Earlier this year, the U.S. Securities and Exchange Commission sanctioned a firm for alleged mis-statements about funds’ ESG reviews, and last month the Competition Bureau began investigating RBC for alleged misleading marketing related to the bank’s action on climate change.
Conor Chell, head of the ESG practice group with MLT Aikins LLP in Calgary, said regulators are becoming increasingly sensitive to the threat of greenwashing as they anticipate the advent of mandatory, standardized climate disclosures.
But until such rules take effect, Chell said individual investors are forced to detect greenwashing themselves.
At the moment, Chell said a lot of sustainability reports are more qualitative than quantitative, so investors should be wary of superlatives such as “cleanest,” “greenest” or “industry-leading.”
“Those words really trigger me to say, ‘Well, what are you basing that assessment on?’” he said.
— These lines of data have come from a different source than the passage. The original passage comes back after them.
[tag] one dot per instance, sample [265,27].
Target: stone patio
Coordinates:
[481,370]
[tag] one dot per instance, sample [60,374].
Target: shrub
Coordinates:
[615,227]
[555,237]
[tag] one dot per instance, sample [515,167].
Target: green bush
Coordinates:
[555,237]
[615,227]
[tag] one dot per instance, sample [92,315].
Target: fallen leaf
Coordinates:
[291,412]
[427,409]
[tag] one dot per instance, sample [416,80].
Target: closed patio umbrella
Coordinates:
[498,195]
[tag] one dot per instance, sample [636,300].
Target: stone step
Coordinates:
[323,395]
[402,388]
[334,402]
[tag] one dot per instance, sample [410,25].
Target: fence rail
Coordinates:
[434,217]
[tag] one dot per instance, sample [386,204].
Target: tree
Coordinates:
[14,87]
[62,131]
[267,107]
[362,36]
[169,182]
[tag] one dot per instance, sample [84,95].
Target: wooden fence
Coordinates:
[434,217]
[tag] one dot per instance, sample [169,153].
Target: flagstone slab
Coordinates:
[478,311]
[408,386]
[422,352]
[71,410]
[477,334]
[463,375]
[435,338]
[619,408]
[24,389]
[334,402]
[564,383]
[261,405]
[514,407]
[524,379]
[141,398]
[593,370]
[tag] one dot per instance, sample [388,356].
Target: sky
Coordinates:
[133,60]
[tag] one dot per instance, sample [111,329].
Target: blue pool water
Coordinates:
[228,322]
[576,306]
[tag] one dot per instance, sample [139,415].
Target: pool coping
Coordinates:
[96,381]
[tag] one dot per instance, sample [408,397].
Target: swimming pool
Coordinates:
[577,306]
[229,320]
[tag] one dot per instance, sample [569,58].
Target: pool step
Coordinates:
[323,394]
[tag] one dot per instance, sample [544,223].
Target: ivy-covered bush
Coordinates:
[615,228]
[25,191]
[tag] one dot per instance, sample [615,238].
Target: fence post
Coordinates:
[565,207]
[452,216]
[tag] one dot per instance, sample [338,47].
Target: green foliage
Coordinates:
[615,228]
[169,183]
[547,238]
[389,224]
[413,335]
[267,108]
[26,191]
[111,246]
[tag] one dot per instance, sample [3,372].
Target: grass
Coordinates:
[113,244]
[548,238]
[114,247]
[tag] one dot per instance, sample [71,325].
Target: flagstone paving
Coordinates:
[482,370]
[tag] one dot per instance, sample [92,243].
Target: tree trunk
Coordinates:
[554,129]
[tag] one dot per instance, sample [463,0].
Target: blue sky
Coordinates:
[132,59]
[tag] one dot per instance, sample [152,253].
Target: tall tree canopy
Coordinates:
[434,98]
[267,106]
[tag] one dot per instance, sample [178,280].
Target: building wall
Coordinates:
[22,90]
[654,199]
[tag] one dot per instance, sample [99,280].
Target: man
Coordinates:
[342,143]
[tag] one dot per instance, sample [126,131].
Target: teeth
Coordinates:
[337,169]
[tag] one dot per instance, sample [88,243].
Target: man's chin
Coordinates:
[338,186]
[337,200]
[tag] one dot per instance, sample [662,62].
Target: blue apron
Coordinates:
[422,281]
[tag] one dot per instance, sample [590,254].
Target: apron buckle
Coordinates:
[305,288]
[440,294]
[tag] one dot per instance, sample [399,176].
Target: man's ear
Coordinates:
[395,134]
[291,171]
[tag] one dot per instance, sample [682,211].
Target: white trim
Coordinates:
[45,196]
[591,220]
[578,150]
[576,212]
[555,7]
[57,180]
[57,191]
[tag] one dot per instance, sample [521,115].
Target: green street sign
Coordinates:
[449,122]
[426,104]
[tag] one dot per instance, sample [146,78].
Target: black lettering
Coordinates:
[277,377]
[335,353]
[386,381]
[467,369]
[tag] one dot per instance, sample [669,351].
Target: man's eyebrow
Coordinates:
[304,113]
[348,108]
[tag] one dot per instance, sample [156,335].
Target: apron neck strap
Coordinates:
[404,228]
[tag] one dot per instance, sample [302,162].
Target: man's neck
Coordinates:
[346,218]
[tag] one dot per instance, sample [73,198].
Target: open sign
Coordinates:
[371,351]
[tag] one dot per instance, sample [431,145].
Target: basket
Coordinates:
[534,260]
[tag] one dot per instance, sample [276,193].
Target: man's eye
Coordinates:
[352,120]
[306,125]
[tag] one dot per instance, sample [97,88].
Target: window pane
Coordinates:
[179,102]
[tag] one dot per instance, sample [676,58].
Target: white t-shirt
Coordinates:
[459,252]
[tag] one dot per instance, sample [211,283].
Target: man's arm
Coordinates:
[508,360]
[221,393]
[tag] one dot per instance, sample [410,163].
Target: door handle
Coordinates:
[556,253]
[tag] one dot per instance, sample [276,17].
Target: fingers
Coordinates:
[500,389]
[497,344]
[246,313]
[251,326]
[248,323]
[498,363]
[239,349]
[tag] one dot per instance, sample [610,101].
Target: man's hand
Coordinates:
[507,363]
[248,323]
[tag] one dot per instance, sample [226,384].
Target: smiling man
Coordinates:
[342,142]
Although investors are looking for improvement in sustainability scores year over year, it is currently difficult for investors to effectively measure performance over time because of the wide variety of reporting practices.
In the future, Chell said sustainability reporting will become more data-driven. As mandatory reporting is phased in, he said there will be a shift toward quantitative reporting based on data.
“I expect that qualitative reporting will persist, but instead of being geared towards pure storytelling, it will be more focused on providing context and explanation to the underlying quantitative data,” he said.
That said, once mandatory reporting comes into effect, it will still take time before investors are able to assess year-over-year performance given the lack of standardization in reporting requirements and approaches to date.
Tim Nash, founder of Good Investing, said that in the meantime investors need to examine a fund’s methodology. “Don’t go by the name or the ticker symbol,” he said.
One way to avoid greenwashed funds is to look at their top holdings, Nash said. For example, he said if RBC is in the top 10 holdings of a fund that is marketed as “sustainable,” that might cause an emotional reaction for some Canadians given the recent allegations, and they shouldn’t be afraid to ask why.
This provides an opportunity for advisors to show their value. “Navigating these complex issues is where an advisor can earn their keep,” Nash said. When a client red-flags a company, he said it actually gives an advisor insight into where the “line in the sand” is.
The ultimate goal for advisors is to build trust, Nash said, so first and foremost, he said to acknowledge the client’s concern. Next, ask questions about why it is a red flag. This helps an advisor understand where a client’s ethical concerns lie, which in turn can be used to ensure they are in the correct funds.
“It’s very valuable information,” he said. “Often times, it’s hard for clients to speak up about these issues. So creating a safe space for clients to have these reactions to certain companies inside their portfolio is a really healthy thing.”
Last month, the U.K.’s Financial Conduct Authority proposed anti-greenwashing rules that are currently out for comment, and the European Securities and Markets Authority announced it was stepping up its scrutiny of ESG disclosure.